03/07/2021

Tormentoni: perché ci piacciono nei momenti difficili

Veronica Colella Pubblicato il 03/07/2021 Aggiornato il 03/07/2021

I testi delle canzoni pop di successo sono diventati sempre più semplici, complici anche i momenti difficili che stiamo vivendo

canzonette

I gusti musicali si stanno orientando verso la semplicità, almeno per quanto riguarda i testi delle canzoni. È la teoria di un gruppo di ricercatori in psicologia sociale che ha analizzato 60 anni di musica pop, scoprendo che le canzonette piacciono di più – o almeno, sono quelle che hanno più probabilità di entrare in classifica.

L’ipotesi dei ricercatori è che la relativa semplicità dei testi vada a braccetto con l’aumento vertiginoso di novità che caratterizza il mercato discografico, mai così affollato.
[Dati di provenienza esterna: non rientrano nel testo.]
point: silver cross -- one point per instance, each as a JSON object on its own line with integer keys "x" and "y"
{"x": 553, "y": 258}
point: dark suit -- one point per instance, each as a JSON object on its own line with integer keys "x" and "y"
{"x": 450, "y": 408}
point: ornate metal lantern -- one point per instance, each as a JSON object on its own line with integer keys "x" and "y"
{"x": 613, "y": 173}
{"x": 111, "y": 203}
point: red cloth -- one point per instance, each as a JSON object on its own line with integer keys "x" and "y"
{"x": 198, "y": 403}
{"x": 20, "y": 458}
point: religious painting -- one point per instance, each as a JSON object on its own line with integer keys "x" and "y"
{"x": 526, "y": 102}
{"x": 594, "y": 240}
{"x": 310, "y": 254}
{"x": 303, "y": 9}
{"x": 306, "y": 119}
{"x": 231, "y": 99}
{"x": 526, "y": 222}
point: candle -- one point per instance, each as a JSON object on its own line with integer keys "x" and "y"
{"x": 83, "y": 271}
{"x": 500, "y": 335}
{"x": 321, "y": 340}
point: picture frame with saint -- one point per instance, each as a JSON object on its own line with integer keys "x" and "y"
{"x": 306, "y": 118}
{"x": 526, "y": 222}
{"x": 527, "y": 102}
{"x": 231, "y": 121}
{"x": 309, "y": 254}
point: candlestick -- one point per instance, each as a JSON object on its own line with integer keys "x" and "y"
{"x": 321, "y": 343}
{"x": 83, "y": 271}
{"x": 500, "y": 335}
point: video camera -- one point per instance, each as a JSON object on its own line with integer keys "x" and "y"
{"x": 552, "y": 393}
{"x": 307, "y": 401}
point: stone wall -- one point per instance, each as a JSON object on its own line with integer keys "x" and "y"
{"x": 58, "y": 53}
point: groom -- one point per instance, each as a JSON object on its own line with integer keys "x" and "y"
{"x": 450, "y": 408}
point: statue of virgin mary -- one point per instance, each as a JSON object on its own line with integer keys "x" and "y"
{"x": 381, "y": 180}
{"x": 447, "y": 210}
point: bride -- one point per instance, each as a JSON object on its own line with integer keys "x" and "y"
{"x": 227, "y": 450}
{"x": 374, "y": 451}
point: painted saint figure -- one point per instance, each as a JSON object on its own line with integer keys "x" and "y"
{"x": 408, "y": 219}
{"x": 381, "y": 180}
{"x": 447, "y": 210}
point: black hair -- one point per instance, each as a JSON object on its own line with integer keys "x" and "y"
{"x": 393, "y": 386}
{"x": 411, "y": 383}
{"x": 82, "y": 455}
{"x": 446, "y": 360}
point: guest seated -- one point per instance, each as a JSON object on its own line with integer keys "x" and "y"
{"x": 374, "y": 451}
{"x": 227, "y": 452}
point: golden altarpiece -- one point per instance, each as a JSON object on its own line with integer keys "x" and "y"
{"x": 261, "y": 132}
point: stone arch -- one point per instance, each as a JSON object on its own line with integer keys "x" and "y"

Dietro al successo dei tormentoni potrebbe esserci la ripetitività dei loro testi, da mandare a memoria come un mantra. E grazie al circolo vizioso tra popolarità e onnipresenza finiscono per prendere per stanchezza anche chi inizialmente era rimasto tiepidino.

Giudica l’algoritmo

Nello studio, pubblicato su Plos One, sono state analizzate le canzoni entrate nella Billboard Hot 100 tra il 1958 e il 2016, con l’aiuto di un algoritmo di compressione pensato per valutare rapidamente la densità di informazioni e la ripetitività del linguaggio nei testi delle canzoni più famose. In effetti sembra che la semplicità sia premiata, in un panorama musicale che privilegia chiarezza e ripetitività. Una tendenza che si fa notare soprattutto negli anni in cui sul mercato sono arrivate più novità, un dato ricavato utilizzando le informazioni raccolte da database come Discogs e Wikipedia.

Un ecosistema affollato

A livello individuale i gusti sono gusti, ma facendo riferimento ai grandi numeri si scopre che le circostanze possono orientare in parte le nostre scelte. Più il nostro ambiente è saturo di informazioni, più siamo attratti dalla semplicità. Al nostro cervello piacciono le scorciatoie, un trucco di cui ci ha dotati l’evoluzione per non disperdere inutilmente energie mentali. Ecco perché è plausibile che in tempi così densi di novità da assimilare le nostre preferenze vadano a quei prodotti che ci chiedono il minor sforzo per essere apprezzati. E se ci sembrava di avere troppe novità da gestire ai tempi di Mtv, nell’epoca dello streaming le possibilità sono virtualmente infinite. I brani caricati ogni giorno nelle librerie digitali sono nell’ordine delle decine di migliaia e l’ecosistema in cui le novità sono costrette a competere per la nostra attenzione è davvero agguerrito.

Lo specchio dei tempi

Se il bisogno umano di semplicità rimane l’ipotesi più interessante, in gioco potrebbero esserci altri fattori. Rispetto ai tardi anni ’50, la popolazione degli Stati Uniti si è ulteriormente diversificata e non è così improbabile ritenere che chi parla inglese come seconda lingua preferisca ascoltare canzoni facili da interpretare. In più, potrebbe essere cambiato il modo in cui la musica viene consumata. Anziché comprare un disco e correre a casa per accendere lo stereo, infiliamo le cuffie e lasciamo che le canzoni facciano da sottofondo ad altre attività, come il tragitto tra casa e lavoro o le ore passate in palestra. Tuttavia, gli adolescenti erano già dotati di cuffie e stereo portatile quarant’anni fa. A essere cambiati nel frattempo potrebbero essere altri fattori socioculturali, come il tasso di disoccupazione e la scarsità di risorse. Studi precedenti hanno suggerito che in tempi di magra ci sia una tendenza a preferire lo status quo all’innovazione, mentre la creatività e l’anticonformismo fioriscono in tempi di abbondanza.